Like many books allegedly about Buffett’s investment strategies, this one can’t help heaping praise on Buffett. Personally I find that tiring. I admire Buffett and his success, but I don’t have to have his success beaten into me every… single… day.
Beyond that, though, this book serves as a reasonable primer into value investing. The author looks at numerous of Buffett’s investments and explains the reasoning behind why he put his money where he did. In that regard it’s a valuable read. But unfortunately one of the lessons from the book is that an average Joe, like you or me, could never hope to duplicate Buffett’s success.
You see, calling Buffett a value investor is an extraordinary simplification. He is a value investor with unparalleled access and visibility into the companies in which he invests. That’s something you or I would never get. So while this book may be interesting (or may not be), I really don’t think it’s very useful.

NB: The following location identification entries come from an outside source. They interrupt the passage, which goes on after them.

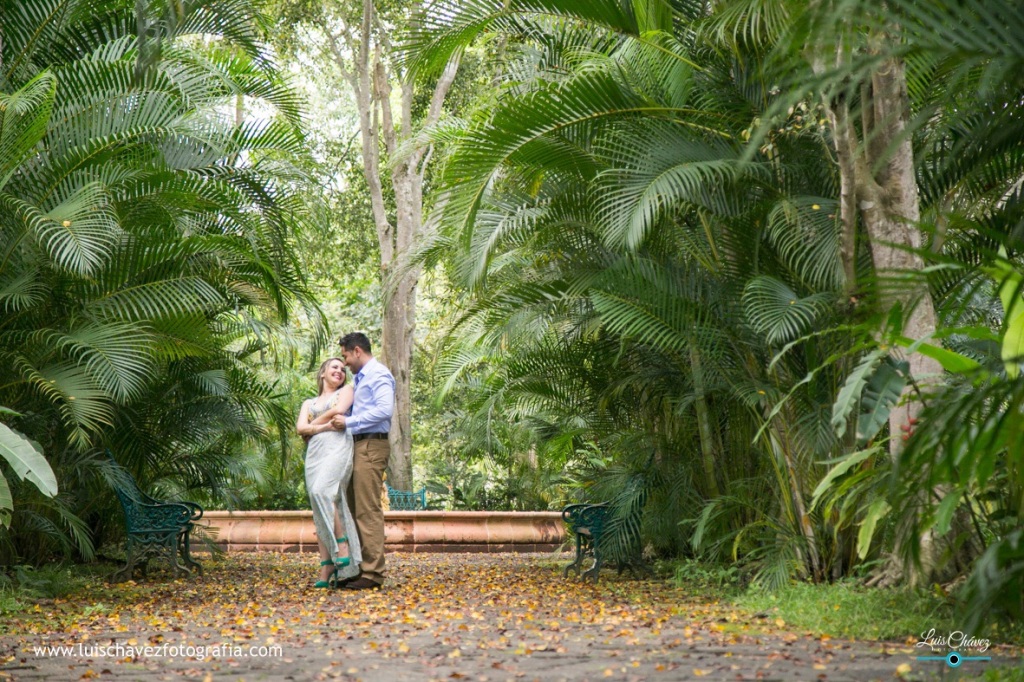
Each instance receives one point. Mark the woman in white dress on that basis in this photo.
(329, 468)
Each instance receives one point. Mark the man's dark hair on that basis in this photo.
(355, 340)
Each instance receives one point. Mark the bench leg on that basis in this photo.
(578, 563)
(126, 571)
(184, 546)
(593, 570)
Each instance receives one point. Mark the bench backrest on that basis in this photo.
(407, 500)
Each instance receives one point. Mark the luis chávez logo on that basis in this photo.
(961, 647)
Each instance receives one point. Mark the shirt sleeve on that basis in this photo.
(380, 407)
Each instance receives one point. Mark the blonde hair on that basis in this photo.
(323, 371)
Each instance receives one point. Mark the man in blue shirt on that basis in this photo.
(369, 422)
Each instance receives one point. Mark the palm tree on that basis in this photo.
(604, 208)
(145, 238)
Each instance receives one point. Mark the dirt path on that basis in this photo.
(483, 617)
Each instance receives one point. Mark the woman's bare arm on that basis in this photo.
(306, 428)
(341, 406)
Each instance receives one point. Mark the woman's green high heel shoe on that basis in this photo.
(330, 580)
(342, 561)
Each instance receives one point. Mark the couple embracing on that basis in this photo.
(347, 432)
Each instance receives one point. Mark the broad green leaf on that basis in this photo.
(879, 397)
(1011, 283)
(840, 469)
(876, 512)
(1013, 342)
(950, 360)
(27, 462)
(6, 503)
(849, 395)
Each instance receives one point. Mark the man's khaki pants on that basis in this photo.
(365, 501)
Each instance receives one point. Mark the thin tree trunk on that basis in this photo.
(709, 443)
(879, 165)
(371, 80)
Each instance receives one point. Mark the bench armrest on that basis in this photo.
(167, 515)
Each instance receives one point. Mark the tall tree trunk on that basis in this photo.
(877, 163)
(360, 54)
(709, 439)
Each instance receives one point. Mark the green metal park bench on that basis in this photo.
(407, 500)
(588, 524)
(155, 528)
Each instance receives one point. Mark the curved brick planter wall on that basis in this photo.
(409, 531)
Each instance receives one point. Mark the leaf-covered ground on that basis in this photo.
(455, 616)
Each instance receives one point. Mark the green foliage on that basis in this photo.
(851, 610)
(148, 251)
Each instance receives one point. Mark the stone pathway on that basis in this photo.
(484, 617)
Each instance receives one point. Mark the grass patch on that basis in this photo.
(707, 581)
(851, 610)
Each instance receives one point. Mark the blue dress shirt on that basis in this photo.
(373, 401)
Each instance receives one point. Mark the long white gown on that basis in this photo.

I reviewed this book a while ago, and my opinion hasn’t changed. This seems like a master’s thesis that was stretched out to 200 pages. The point it makes is simple, but to the personal finance crowd it’s preaching to the choir.
I think this book might make a decent 20-page e-book or research paper. But it’s not worth paying money for.
Years and years ago, DRIPs were all the rage. DRIP stands for “Dividend Re-Investment Program”, and these were basically low-cost ways to buy stocks directly from a company, thus cutting out the broker. My last couple years in college my wife and I started doing this, buying IBM directly by sending in $20 per month.
But then the internet came along, and with it came discount brokers. All of a sudden, the commissions to buy stocks were chopped in half, then in half again. I haven’t looked recently, but I suspect you can buy stocks for a few dollars now, and services like sharebuilder provide the same benefits of DRIPs without the hassle of dealing with numerous companies.
So, while this book was an interesting read in the mid-90s, it’s no longer relevant.
Ugh. OK, I should probably write more than that. Whether or not you like this book will probably depend on your leanings. If you think Walmart is evil, you’ll like this book. If you think unions are evil, you probably won’t like this book. I didn’t like this book.
To me, it reads like a documentary from that fat guy that directed “Bowling For Columbine”. You realize a few minutes into it that objective reporting ranks a distant second to the author’s agenda. The author immersed herself in the world of minimum wage work, and “reported” on how tough it was to get by.
If I was convinced by anything at the end of the book, it’s that people in minimum wages jobs are there because they refuse to get out.
Now I don’t really believe that, I’m just saying that’s the impression I got from reading this book. I found it annoying.